Los orígenes del Cusco se pierden en la
noche de los tiempos. Excavaciones arqueológicas nos hacen
saber que el valle cusqueño (salvo su fondo, entonces
pantanoso) ya estaba habitado por pobladores primitivos hace
cerca de tres milenios las culturas, se tiene información
documentada de las culturas de Chanapata y Marcavalle,
sus construcciones incluso sirvieron como base para los
templos incas como el Q´orycancha o Templo del Sol.

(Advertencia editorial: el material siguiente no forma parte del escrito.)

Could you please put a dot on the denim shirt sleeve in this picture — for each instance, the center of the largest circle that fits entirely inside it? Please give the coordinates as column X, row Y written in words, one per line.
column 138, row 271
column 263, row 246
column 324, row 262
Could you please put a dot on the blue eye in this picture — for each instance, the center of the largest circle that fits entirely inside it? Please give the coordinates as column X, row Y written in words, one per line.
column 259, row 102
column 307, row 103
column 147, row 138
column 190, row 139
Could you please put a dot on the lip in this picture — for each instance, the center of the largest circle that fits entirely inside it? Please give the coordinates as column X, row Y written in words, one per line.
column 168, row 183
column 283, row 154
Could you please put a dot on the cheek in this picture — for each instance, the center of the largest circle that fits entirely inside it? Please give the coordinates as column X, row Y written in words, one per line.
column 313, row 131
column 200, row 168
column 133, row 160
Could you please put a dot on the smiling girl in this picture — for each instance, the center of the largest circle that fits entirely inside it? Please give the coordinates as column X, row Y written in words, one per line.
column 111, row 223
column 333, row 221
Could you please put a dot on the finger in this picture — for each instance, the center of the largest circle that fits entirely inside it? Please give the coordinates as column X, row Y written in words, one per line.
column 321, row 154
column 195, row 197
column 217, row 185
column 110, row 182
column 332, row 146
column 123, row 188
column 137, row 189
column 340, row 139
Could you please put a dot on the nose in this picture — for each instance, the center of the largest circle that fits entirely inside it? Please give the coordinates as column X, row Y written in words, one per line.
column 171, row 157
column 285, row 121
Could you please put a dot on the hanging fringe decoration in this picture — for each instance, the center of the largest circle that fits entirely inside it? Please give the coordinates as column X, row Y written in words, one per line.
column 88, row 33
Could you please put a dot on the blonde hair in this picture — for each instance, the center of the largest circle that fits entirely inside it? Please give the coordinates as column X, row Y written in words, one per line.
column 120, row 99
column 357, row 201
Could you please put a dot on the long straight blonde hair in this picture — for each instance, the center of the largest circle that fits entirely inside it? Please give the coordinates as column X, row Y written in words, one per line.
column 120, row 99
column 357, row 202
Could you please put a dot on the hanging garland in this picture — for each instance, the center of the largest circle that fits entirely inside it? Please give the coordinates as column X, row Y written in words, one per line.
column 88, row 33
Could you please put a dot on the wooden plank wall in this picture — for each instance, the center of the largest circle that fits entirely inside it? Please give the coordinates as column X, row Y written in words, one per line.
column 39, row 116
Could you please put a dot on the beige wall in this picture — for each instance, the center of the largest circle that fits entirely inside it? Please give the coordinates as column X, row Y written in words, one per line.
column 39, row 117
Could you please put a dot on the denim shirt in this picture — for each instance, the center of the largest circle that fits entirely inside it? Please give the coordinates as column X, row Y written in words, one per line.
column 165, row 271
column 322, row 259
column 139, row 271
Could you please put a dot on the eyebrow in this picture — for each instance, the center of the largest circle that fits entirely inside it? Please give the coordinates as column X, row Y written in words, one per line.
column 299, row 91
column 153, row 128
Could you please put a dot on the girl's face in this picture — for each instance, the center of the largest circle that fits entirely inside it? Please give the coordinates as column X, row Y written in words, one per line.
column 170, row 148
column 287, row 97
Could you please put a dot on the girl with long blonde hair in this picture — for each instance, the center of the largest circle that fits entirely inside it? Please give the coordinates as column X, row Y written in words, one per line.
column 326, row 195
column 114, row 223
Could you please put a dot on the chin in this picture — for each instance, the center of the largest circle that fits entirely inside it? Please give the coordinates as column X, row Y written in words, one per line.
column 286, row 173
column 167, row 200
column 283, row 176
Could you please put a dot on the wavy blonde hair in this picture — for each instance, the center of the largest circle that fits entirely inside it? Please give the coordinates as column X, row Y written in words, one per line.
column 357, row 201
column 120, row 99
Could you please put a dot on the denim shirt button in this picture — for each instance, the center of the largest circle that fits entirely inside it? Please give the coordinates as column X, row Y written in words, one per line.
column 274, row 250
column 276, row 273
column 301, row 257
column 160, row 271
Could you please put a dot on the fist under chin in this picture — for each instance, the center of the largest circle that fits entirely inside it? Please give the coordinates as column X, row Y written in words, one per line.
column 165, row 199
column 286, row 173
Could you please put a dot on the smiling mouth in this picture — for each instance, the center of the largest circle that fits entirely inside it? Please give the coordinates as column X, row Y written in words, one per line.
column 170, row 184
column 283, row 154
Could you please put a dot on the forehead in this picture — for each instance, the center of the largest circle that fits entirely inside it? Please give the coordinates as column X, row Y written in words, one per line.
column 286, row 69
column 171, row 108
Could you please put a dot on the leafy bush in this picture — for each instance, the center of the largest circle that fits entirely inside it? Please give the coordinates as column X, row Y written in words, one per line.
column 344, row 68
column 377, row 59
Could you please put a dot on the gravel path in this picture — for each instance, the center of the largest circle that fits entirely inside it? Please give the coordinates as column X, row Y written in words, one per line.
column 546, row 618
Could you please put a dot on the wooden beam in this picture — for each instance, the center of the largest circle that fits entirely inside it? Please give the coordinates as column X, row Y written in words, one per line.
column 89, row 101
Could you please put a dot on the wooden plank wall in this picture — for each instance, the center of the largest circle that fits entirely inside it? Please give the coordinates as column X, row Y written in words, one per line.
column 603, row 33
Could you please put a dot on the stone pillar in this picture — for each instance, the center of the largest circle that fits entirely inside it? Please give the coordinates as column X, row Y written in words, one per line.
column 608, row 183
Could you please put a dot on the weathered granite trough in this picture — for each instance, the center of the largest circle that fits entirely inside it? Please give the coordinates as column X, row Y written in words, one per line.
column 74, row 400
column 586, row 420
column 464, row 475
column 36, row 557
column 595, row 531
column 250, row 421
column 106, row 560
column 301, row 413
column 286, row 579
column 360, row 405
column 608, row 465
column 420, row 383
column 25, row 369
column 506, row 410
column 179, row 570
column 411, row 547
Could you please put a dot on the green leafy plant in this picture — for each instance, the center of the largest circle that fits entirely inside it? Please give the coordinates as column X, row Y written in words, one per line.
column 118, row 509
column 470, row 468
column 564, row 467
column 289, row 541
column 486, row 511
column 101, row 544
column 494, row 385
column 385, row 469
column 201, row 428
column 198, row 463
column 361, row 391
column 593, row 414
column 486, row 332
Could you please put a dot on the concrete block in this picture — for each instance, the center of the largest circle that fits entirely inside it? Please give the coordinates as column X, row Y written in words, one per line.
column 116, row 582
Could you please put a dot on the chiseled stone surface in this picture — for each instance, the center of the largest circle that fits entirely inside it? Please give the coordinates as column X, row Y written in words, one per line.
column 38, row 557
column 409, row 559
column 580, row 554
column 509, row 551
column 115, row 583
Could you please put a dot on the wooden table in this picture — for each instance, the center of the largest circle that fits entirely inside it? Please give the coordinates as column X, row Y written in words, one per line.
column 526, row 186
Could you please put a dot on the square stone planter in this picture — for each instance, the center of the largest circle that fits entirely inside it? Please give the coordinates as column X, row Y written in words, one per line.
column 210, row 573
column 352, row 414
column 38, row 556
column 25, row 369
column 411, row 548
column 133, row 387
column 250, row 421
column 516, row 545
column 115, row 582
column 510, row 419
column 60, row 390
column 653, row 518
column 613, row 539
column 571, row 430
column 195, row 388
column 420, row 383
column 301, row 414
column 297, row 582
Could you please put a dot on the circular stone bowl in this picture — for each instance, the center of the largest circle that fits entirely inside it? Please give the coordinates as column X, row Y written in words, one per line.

Hay mucha leyendas sobre el origen del
Tawantinsuyo, una ellas cuenta que hacia el siglo XII,
emergieron de las aguas del lago Titicaca, Manco Cápac
y su hermana y esposa Mama Ocllo, semidioses e hijos
del padre Inti (el dios Sol), con la misión de fundar un
nuevo reino que mejorara las condiciones de vida de los
pueblos. Manco Cápac y Mama Ocllo tendrían que caminar hasta
encontrar un lugar en la tierra en donde se hundiera el gran
cetro de oro que portaba Manco Cápac, caminaron al norte y
llegaron hasta Pacárec Tampu (Pacaritambo) en donde
descansaron en una pequeña cueva; al amanecer continuaron
hacia el norte hasta llegar al cerro Huanacaure y allí se
hundió el cetro, y fundó la ciudad de Cusco (voz quechua: el
ombligo del mundo). Lo cierto es que las culturas del
Altiplano como Wari y Tiahuanaco tuvieron gran
influencia en la Cultura Inka, los primeros pobladores
formaron el Hanan Cusco con tecnología agrícola y
arquitectura mas desarbolada. Habitantes de otras comarcas
enterados de los sucesos se plegaron, y así se inició el Tahuantisuyo,
el gran imperio de los Incas, cuyos límites, tras 14
sucesores de linaje real, llegaron hasta Colombia por el
norte, y el norte de Chile y Argentina por el sur; como
capital alcanzó su máximo esplendor la ciudad de Cusco.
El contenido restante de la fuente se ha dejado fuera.